11:00 GMT+3 21/06/2018
Nigeria vs. Croatia
Zlatko Dalic’s side face Argentina in their second game of the tournament and have been backed for success by a former coach

Croatia’s 1998 World Cup coach Miroslav Blazevic is "very optimistic" about the national team’s chances at the 2018 tournament in Russia.

Blazevic led Croatia to the semi-finals in France 20 years ago and he feels Zlatko Dalic’s side could be capable of a similar achievement.

Croatia opened their Group D campaign with a comfortable 2-0 victory over Nigeria and face Argentina on Thursday before rounding off the pool against Iceland.

After underachieving at Euro 2016, Croatia have been labelled as an outside bet to go far in this tournament given the amount of quality at their disposal throughout the team.
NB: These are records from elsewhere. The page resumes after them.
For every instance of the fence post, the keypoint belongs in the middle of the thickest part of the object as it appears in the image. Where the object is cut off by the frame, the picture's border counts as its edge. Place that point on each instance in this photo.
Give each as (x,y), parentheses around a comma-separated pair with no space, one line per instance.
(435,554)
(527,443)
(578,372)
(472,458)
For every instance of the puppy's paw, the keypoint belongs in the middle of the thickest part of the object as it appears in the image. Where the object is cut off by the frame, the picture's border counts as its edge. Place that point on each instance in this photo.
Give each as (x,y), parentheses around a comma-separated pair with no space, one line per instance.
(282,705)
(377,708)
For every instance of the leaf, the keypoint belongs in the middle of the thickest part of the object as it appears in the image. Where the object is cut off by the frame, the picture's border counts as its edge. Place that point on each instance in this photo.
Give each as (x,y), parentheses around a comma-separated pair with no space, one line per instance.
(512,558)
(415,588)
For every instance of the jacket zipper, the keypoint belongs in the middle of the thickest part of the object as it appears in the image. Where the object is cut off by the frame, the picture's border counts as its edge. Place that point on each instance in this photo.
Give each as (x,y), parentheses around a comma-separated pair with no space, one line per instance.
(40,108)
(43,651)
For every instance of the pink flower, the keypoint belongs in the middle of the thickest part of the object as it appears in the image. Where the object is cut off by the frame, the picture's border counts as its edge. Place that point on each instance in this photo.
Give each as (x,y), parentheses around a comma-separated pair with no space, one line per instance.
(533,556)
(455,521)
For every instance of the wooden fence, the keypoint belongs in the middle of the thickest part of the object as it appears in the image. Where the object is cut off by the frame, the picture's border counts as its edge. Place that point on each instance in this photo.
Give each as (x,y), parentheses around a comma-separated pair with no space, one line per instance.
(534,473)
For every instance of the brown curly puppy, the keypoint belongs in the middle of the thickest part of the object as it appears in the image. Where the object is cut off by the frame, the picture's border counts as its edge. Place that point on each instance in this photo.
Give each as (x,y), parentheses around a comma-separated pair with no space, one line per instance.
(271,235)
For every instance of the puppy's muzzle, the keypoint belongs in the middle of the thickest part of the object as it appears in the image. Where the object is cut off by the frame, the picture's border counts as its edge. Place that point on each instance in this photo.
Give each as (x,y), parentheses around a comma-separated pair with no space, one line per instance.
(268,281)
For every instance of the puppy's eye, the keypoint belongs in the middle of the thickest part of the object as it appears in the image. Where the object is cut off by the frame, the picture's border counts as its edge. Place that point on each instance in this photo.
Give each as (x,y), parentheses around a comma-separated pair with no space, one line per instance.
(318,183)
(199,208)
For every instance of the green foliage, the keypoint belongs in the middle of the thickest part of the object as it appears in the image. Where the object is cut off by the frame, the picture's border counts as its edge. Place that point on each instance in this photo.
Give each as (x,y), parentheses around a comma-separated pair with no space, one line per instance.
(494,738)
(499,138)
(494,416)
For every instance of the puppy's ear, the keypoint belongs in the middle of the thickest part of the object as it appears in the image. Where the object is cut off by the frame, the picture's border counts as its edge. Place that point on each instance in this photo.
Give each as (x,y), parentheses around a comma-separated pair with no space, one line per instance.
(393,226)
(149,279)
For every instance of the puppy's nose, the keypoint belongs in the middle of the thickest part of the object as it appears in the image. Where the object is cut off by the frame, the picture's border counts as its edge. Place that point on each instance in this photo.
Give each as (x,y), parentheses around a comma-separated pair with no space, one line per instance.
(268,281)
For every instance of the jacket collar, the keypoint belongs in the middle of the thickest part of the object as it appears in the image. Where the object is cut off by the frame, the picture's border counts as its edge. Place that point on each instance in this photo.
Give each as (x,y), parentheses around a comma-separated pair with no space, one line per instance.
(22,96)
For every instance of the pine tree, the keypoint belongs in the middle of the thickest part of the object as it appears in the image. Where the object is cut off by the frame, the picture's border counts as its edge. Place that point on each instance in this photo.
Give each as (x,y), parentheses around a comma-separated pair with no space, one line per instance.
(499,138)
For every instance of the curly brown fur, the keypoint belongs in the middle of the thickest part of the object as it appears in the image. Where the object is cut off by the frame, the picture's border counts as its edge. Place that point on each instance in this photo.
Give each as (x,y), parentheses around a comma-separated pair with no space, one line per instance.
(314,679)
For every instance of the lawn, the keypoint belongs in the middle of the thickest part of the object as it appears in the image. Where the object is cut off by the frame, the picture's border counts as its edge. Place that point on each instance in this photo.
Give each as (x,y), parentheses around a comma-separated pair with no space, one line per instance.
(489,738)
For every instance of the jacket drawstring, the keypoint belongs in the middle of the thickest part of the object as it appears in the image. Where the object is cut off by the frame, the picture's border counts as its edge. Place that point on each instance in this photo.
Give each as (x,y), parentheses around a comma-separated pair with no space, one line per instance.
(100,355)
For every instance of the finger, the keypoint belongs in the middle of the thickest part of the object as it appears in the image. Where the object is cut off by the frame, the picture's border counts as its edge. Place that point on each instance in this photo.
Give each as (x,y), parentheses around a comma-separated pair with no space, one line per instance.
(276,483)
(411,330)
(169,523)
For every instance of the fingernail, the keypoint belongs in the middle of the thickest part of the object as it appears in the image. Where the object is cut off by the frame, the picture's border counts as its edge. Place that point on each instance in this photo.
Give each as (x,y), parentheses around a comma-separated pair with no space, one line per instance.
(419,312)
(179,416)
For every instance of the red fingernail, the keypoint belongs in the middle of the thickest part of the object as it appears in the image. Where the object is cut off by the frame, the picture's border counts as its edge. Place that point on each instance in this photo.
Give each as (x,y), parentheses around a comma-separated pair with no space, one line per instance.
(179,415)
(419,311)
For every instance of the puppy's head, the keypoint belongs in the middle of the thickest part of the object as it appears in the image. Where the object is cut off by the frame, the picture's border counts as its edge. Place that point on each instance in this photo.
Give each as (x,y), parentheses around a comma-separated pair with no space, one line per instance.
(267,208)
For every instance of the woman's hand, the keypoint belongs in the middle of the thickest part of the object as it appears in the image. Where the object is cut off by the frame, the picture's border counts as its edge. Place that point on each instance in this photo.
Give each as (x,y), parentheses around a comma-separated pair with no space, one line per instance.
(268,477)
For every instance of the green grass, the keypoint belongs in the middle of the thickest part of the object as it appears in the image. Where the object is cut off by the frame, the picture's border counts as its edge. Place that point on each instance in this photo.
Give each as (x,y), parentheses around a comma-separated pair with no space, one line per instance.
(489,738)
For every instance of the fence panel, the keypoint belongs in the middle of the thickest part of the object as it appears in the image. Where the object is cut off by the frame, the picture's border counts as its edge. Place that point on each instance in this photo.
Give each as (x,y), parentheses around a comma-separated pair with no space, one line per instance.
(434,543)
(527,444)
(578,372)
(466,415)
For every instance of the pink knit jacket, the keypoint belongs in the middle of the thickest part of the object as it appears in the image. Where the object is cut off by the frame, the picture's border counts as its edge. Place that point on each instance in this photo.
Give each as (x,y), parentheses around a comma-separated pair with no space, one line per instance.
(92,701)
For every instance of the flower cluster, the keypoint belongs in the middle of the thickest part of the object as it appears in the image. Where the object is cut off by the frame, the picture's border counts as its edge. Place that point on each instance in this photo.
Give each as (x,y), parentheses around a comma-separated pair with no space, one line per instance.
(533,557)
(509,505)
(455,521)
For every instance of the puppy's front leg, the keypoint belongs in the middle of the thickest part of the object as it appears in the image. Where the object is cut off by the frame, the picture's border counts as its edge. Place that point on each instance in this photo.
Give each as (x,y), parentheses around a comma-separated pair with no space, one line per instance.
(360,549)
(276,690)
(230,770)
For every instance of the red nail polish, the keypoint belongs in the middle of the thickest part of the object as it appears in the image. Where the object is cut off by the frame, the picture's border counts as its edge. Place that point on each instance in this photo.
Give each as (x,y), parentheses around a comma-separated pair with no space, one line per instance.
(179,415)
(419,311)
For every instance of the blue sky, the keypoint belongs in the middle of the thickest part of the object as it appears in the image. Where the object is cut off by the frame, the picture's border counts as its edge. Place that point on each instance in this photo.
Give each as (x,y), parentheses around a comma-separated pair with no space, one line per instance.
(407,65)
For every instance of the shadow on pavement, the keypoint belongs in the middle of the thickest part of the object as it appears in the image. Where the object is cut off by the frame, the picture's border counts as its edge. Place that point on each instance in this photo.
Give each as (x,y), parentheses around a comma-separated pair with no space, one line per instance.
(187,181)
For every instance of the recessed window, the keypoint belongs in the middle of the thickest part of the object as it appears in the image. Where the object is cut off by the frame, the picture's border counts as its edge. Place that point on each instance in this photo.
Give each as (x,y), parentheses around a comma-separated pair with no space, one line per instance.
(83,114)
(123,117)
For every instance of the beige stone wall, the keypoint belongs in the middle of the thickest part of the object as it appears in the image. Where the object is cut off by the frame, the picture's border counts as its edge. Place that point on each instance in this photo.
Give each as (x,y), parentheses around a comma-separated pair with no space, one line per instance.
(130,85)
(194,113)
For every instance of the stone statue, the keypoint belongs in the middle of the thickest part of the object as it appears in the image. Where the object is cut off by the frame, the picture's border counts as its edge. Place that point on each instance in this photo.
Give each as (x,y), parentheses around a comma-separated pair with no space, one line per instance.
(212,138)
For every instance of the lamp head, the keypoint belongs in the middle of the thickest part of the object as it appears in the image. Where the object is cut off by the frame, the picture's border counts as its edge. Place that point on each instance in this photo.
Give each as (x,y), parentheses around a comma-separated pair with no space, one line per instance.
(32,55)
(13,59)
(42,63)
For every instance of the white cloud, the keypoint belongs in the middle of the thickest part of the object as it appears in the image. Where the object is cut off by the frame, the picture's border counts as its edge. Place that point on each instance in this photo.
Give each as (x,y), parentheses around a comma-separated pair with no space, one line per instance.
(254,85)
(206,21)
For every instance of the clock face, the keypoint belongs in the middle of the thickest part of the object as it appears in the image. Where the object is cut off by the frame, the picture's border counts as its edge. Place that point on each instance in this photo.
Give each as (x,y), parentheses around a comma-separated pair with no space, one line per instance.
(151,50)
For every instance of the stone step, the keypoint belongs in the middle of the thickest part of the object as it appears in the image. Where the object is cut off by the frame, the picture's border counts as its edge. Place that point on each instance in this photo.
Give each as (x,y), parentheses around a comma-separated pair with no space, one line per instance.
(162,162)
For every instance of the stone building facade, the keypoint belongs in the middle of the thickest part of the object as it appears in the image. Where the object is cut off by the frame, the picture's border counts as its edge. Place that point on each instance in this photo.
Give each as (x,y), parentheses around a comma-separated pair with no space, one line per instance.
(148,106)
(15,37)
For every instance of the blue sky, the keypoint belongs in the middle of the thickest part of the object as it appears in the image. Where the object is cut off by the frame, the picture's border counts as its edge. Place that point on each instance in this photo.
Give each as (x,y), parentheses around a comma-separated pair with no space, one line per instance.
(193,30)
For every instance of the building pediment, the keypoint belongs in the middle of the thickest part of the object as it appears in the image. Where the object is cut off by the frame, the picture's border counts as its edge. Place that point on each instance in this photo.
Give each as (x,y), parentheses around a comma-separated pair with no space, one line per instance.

The likes of Luka Modric and Ivan Rakitic have spent several seasons at the elite end of club football and Blazevic feels these players can take Croatia far.

“There is a lot of talent in this Croatian team,” Blazevic told Goal. “There are some very great players that are in the squad like Modric, Rakitic, Lovren, Perisic, Mandzukic and others.

“They are top-level players. There are also two or three who are relatively unknown, but who are able to shine and win the trust of our coach. It’s for this reason that I’m very optimistic.”

Croatia qualified for the World Cup after finishing second in their group behind Iceland, but breezed through their play-off game against Greece, winning 4-1 on aggregate to advance.

This summer’s competition has been branded as one of the most wide-open World Cups in recent memory, and Blazevic believes that a ‘surprise’ team could lift the trophy.

“There are always traditional favourites,” said Blazevic, who also took Croatia to the quarter-finals of the European Championship in 1996. “But, I’m sure this time there will be a surprise.

“Croatia is a favourite in my eyes. But, well, football experts don’t have the monopoly on predictions. And I don’t pretend to be an expert.

“It’s always difficult to predict, and it is often the case that journalists are mistaken. But that’s why football is interesting too. No-one can ever pretend to know the truth.”